(Continued from volume 3)

In the last volume, I suggested the utilization of what are supposedly the most fundamental (indivisible) constituents of reality, which I referred to as "thoughts".

But for the sake of detaching them from the widely accepted yet subjective understanding of what "thoughts" are (e.g. brain activities, etc), I will henceforth start denoting these hypothetical entities by the term "ideas" instead.

It has been assumed that ideas, as long as one's faculty of reasoning declares that no process of logic can possibly involve a parameter which is unable to be broken down to a composition of ideas, must be considered "real" regardless of their inner or outer characteristics. It is because we are trying to come up with a definition of reality here, and such a definition must be derived logically from preceding ones which ultimately trace back to mere declaration of ideas.

Therefore, we will begin by coming up with a sound method of denoting the availability of ideas and a way in which they can be synthesized with one another for the purpose of revealing more variety of patterns. The first axiom to kickstart the whole line of argument is:

"Any arbitrary expression is an idea."

This means that, no matter which expression we choose to speak in our language, it automatically counts as an idea (because in order to express something, the speaker must think about it). Another axiom which must hold in order to assert the validity of its being is:

"Any idea is a fact."

In our worldview, any idea is a "fact" regardless of the context to which it belongs. It is not an intermediary bridge aimed to serve a purpose, nor does it oblige itself to mean anything; it just "is".

Now here is another primitive building block that is needed to let us formulate patterns out of individual ideas - "association". Ideas themselves are nothing more than instances of nil floating in the midst of nowhere; it is only when they associate themselves with one another that they begin to introduce more syntax than a set of isolated points. We henceforth assume here that there must be not just one, but two primitive data types in the grammar of reality - ideas and their associations.

In the context of mathematics, one can quite reasonably imagine that the domain of knowledge which is being represented here resembles that of graph theory, in the sense that each idea is an equivalent of a vertex and each association is an equivalent of an edge connecting a pair of vertices.

And this apparent resemblance may prompt some of those enthusiastic mathematicians in academia to insist that the model of reality I am proposing in this writing is nothing more than a mere reiteration of what has already been researched in the field of mathematics as well as other academic disciplines which depend on the language of graphs.

But before being so quick to ejaculate such a preemptive judgement for the purpose of not letting me hurt the feeling of an army of professional student loan consumers, one's got to behold that analyzing the properties of a graph is not the goal we are aiming for; it is just a convenient tool for demonstrating one's route of reason, just as a finger can be utilized to indicate the Moon without having to be the Moon itself.
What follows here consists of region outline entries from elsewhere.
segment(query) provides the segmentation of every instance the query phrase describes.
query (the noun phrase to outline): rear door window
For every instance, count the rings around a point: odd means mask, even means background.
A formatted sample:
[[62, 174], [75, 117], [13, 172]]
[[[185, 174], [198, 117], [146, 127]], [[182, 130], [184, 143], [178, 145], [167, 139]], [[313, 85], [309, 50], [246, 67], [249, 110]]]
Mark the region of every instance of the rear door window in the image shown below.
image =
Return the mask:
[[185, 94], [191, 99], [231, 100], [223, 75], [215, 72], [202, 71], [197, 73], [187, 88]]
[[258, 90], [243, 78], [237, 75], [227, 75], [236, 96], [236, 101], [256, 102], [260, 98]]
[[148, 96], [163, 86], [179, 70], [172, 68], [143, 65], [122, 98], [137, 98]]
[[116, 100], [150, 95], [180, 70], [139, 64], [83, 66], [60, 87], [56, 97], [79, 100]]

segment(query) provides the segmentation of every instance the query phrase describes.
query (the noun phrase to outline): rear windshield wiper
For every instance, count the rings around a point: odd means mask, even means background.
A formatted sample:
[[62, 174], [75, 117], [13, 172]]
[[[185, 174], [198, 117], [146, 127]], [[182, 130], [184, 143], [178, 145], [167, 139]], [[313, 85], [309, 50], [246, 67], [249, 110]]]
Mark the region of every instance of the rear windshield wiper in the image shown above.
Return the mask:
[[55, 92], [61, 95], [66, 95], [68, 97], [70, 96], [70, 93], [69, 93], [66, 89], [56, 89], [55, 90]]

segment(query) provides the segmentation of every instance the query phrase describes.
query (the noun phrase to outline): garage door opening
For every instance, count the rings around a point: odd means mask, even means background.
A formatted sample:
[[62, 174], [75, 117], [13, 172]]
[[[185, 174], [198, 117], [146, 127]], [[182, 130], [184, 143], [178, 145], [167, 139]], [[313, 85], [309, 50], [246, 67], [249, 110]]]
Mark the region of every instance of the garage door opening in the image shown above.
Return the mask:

Another potential objection which may come to surface is that, since I am initiating a whole stream of thoughts based upon a graph-based language, pretty much every one of its ensuing logical conclusions will still be confined to the boundary of graph theory. This may certainly be a valid point to some extent, yet I would argue that if such a side of reasoning is universally applicable without a single exception, it must also be okay to claim that the theory of finite state machines reveals no more knowledge than what a random graph can disclose due to the fact that such machines can be depicted in terms of state diagrams (i.e. directed graphs).

Here is yet another question which might be raised. And that is: "Why graphs in particular?". Why not use sets, algebraic formulas, logical operators, vectors, matrices, geometric figures, computer algorithms, and myriads of other ways of outlining quantitative concepts?

The reason for choosing the language of graphs is that it is probably the most comprehensive medium of illustration when it comes to pure concepts, including those in mathematics.

A function is just a bunch of input values being mapped to their respective output values, so it is something we can represent as a bipartite graph in which each edge denotes a mapping relation. A set is just a bunch of parent-child relations between itself and its children (i.e. elements), which can be depicted by a graph. A sequence? It is a graph made up of a chain of elements. A matrix? It is just a group of elements arranged in a mesh-like graph. A tree? It is just a graph without a loop. An algebraic expression? It is basically an expression tree, so it is a graph, too. A geometric shape? It is a graph consisting of a bunch of spatial points (vertices) and line segments (edges). A logical statement? It is just a pile of symbols and their relations, which can all be expressed in terms of vertices and edges. The list goes on.